More gangsta signs from the sisters of the scissorhood

"Don't worry, Mabel, I gotcha back. I got a piece up here in my snood, and I'll bust a cap on sista that looks at you like that again."

Friday, March 13, 2009

Must...resist...the wanting...


Rick knew in his heart that his love of short sleeve tee shirts and Ken's love of long sleeve velour will always keep them apart.

Wednesday, March 11, 2009

Minnie the Hoocher

1920's Girls Gone Wild.


"What appears to be my bible case actually holds a flask of whiskey. Take that, establishment!"

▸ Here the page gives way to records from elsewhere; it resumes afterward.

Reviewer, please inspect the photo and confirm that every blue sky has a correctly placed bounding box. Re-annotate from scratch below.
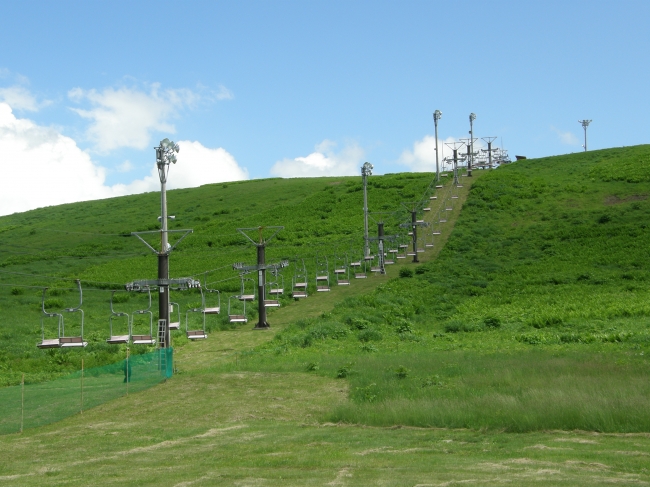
[0,0,650,214]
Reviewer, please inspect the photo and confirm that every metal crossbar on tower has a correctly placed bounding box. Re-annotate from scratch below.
[578,120,592,152]
[433,110,442,181]
[467,113,476,178]
[368,222,399,274]
[232,227,289,330]
[361,162,373,257]
[127,138,192,348]
[400,201,429,263]
[445,142,465,186]
[482,137,496,169]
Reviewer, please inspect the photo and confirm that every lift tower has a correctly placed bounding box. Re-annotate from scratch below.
[232,227,289,330]
[131,138,192,348]
[578,120,591,152]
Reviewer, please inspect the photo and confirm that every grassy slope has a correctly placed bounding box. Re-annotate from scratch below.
[230,146,650,431]
[0,174,431,384]
[0,147,650,485]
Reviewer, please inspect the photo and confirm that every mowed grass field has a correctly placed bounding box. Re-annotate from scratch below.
[0,146,650,486]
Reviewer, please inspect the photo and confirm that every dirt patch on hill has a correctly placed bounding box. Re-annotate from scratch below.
[603,194,648,206]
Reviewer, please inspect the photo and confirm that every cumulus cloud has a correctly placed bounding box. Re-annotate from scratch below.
[68,83,233,153]
[551,125,580,145]
[0,103,115,215]
[0,85,44,112]
[114,140,248,194]
[398,135,483,172]
[270,140,364,178]
[68,85,195,153]
[0,103,248,215]
[214,85,235,100]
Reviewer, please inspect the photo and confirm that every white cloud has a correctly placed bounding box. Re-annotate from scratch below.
[0,85,43,112]
[115,160,134,172]
[398,135,483,172]
[551,125,580,145]
[0,103,248,215]
[115,140,248,194]
[68,84,192,153]
[0,103,115,215]
[214,85,235,100]
[270,140,364,178]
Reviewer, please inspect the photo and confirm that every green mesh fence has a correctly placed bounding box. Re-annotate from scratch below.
[0,348,173,434]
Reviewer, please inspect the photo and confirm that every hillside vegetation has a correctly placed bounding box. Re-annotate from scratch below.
[0,146,650,486]
[0,173,432,385]
[230,146,650,431]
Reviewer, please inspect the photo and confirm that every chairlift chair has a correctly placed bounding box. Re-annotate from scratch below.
[201,279,221,315]
[239,274,255,301]
[59,279,88,348]
[384,249,397,265]
[169,301,181,330]
[36,288,63,348]
[396,239,409,259]
[106,291,131,345]
[334,254,350,286]
[351,256,370,279]
[228,296,248,323]
[316,256,330,292]
[131,286,156,345]
[185,288,208,340]
[291,260,309,298]
[264,272,284,308]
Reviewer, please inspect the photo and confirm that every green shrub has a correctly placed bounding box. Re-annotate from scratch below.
[483,316,501,328]
[399,267,413,277]
[357,328,383,343]
[395,365,409,379]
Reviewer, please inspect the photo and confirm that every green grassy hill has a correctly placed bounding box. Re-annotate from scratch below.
[0,146,650,486]
[0,174,432,385]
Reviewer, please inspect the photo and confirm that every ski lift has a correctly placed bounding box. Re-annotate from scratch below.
[424,230,433,249]
[185,288,208,340]
[268,272,284,299]
[415,235,426,254]
[59,279,88,348]
[169,302,181,330]
[351,255,373,279]
[131,286,156,345]
[201,278,220,315]
[316,256,330,292]
[334,254,350,286]
[106,291,131,345]
[228,296,248,323]
[239,274,255,301]
[291,259,309,298]
[37,287,63,348]
[395,237,409,259]
[384,249,397,265]
[264,269,284,308]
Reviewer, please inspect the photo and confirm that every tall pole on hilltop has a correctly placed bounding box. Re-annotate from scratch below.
[154,138,179,348]
[467,113,476,177]
[433,110,442,181]
[377,222,386,274]
[232,227,289,330]
[578,120,591,152]
[361,162,373,257]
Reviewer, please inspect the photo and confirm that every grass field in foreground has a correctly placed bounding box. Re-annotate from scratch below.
[0,369,650,487]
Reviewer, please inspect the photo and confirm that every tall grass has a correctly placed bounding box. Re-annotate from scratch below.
[328,351,650,432]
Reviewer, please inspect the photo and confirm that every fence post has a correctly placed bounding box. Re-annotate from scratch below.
[124,347,131,397]
[81,359,84,414]
[20,374,25,433]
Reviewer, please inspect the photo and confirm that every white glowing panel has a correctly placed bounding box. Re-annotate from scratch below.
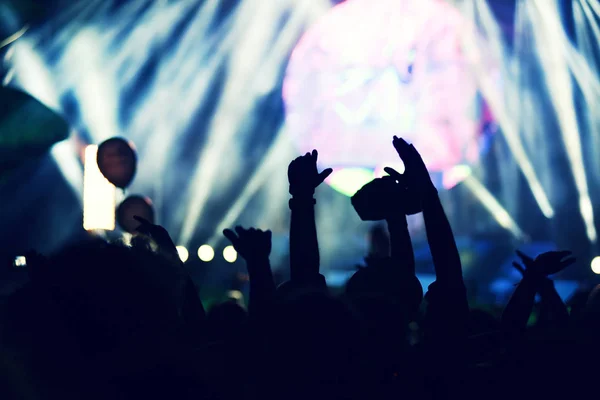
[176,246,190,262]
[83,145,116,231]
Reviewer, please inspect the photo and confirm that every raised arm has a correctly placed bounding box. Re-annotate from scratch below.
[386,136,469,341]
[502,251,575,335]
[223,226,275,318]
[288,150,333,285]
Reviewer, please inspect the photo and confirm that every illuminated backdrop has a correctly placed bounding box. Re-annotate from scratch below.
[283,0,494,195]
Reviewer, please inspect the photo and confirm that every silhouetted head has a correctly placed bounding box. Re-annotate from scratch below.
[345,257,423,326]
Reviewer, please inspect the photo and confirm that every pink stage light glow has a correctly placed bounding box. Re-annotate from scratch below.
[283,0,494,195]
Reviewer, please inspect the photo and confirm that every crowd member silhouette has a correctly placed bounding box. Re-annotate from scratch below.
[0,137,600,399]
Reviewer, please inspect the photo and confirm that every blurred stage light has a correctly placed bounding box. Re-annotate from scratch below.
[223,246,237,263]
[176,246,190,262]
[198,244,215,262]
[592,256,600,275]
[83,145,116,231]
[464,176,525,239]
[227,290,244,301]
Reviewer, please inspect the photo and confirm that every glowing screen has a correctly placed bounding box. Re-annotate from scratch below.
[283,0,484,195]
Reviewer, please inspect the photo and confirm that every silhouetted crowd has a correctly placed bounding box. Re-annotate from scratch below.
[0,137,600,400]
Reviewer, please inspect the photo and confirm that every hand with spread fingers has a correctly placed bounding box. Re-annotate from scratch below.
[288,150,333,197]
[223,226,272,262]
[384,136,437,198]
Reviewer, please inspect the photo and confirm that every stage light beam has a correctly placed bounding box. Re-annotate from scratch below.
[83,145,116,231]
[591,256,600,275]
[518,0,597,243]
[463,175,526,240]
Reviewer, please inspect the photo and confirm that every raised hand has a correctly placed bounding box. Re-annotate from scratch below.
[223,226,272,262]
[384,136,437,196]
[288,150,333,197]
[513,250,576,277]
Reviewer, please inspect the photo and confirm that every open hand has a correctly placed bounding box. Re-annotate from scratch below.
[513,250,576,276]
[384,136,437,196]
[223,226,272,262]
[288,150,333,196]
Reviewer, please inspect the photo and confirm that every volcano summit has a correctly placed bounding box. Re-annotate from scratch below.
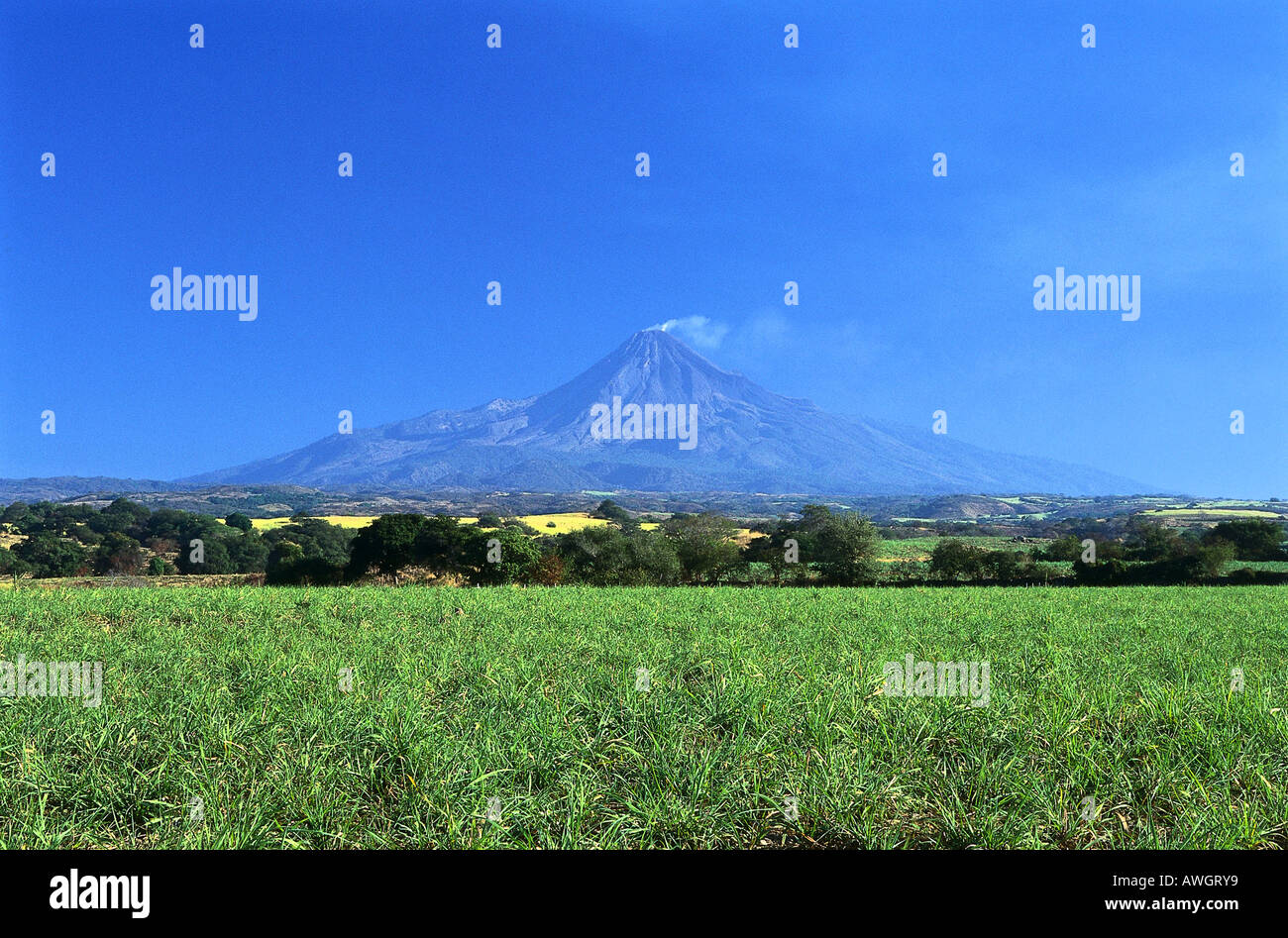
[185,330,1145,495]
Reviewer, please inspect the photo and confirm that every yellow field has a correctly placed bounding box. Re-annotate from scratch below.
[241,511,700,537]
[250,514,376,531]
[238,511,657,535]
[1141,508,1282,521]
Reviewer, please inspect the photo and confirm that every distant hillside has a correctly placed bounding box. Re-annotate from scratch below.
[183,330,1149,495]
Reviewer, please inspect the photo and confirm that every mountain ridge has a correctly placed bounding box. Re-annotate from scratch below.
[177,329,1147,495]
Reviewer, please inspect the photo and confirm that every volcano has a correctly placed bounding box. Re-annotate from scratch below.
[184,329,1146,495]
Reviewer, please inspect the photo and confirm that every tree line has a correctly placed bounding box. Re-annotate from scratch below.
[0,498,1288,586]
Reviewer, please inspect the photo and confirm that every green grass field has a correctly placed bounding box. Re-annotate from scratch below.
[0,586,1288,849]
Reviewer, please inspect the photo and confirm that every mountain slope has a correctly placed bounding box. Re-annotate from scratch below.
[185,330,1145,495]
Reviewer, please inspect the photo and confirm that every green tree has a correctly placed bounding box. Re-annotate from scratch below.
[348,514,428,579]
[810,511,881,586]
[662,511,744,583]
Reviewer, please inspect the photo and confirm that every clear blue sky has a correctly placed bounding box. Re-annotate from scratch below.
[0,0,1288,497]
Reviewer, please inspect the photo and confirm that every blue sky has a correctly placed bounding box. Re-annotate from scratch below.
[0,0,1288,497]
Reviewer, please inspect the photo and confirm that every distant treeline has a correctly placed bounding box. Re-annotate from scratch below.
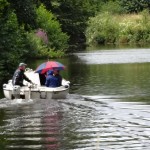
[0,0,150,83]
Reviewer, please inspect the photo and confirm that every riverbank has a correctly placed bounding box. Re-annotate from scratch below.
[86,11,150,45]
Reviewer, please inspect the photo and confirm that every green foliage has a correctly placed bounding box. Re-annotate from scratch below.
[86,12,150,44]
[39,0,97,49]
[0,12,28,82]
[120,0,150,13]
[86,13,118,44]
[8,0,36,30]
[37,5,68,51]
[100,1,123,14]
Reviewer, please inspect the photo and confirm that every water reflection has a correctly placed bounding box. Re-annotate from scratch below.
[0,50,150,150]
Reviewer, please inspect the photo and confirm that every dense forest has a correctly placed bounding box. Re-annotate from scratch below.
[0,0,150,83]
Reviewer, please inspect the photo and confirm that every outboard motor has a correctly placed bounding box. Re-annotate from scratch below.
[12,85,20,99]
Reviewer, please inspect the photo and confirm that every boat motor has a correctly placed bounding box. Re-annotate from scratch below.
[12,85,20,99]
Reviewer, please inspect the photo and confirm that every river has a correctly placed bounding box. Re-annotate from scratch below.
[0,48,150,150]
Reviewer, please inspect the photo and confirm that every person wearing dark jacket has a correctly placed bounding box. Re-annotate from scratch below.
[12,63,32,86]
[45,69,62,87]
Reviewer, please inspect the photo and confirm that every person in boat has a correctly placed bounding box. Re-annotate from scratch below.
[45,69,62,87]
[12,63,32,86]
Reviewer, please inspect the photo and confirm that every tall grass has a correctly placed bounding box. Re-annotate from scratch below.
[86,11,150,45]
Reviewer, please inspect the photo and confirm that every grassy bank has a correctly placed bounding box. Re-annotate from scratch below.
[86,11,150,45]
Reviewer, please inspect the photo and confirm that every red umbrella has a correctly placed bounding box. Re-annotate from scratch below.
[35,61,65,74]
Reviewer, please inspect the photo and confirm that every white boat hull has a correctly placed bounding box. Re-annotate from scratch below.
[3,70,70,99]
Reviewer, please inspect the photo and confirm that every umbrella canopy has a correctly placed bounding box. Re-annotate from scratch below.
[35,61,65,74]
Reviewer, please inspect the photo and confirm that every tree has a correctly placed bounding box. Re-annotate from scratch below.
[8,0,36,30]
[120,0,150,13]
[38,0,95,50]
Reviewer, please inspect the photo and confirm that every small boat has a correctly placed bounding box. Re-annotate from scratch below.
[3,68,70,99]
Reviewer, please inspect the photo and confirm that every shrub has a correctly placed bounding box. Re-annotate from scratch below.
[37,5,69,51]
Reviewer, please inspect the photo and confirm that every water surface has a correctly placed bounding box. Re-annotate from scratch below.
[0,49,150,150]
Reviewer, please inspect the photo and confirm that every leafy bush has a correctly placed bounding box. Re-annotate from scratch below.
[86,13,118,44]
[37,5,69,51]
[0,12,29,82]
[86,11,150,44]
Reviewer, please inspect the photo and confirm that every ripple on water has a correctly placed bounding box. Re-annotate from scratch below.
[0,95,150,150]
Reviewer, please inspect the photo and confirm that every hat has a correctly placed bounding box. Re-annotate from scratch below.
[19,63,27,67]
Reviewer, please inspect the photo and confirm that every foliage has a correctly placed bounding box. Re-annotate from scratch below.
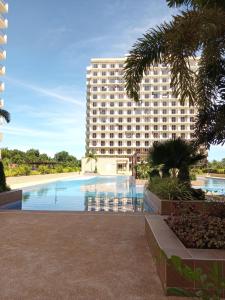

"Sweety, please. I'll give you one guess what's in this little round handbag. It ain't a handkerchief and it rhymes with "noonshine". Now enough with the yapping and let's sneak into the newest Charlie Chaplin talkie already! Sigh. If this night ends with a KFC run and me holding your hair over the toilet, I am never sneaking you out of Bible Study again."

Monday, March 9, 2009

The face of the modern drug smuggler


"You'd never know I have a dozen bales of cocaine hidden under this skirt!"

Friday, March 6, 2009

Death by chocolate. And beads.


"Look at her standing there all smug, pretending not to see me, showing off her smart new red corsage/clutch/heels set. Who does she think she is?! I should just strangle her with these beads right now."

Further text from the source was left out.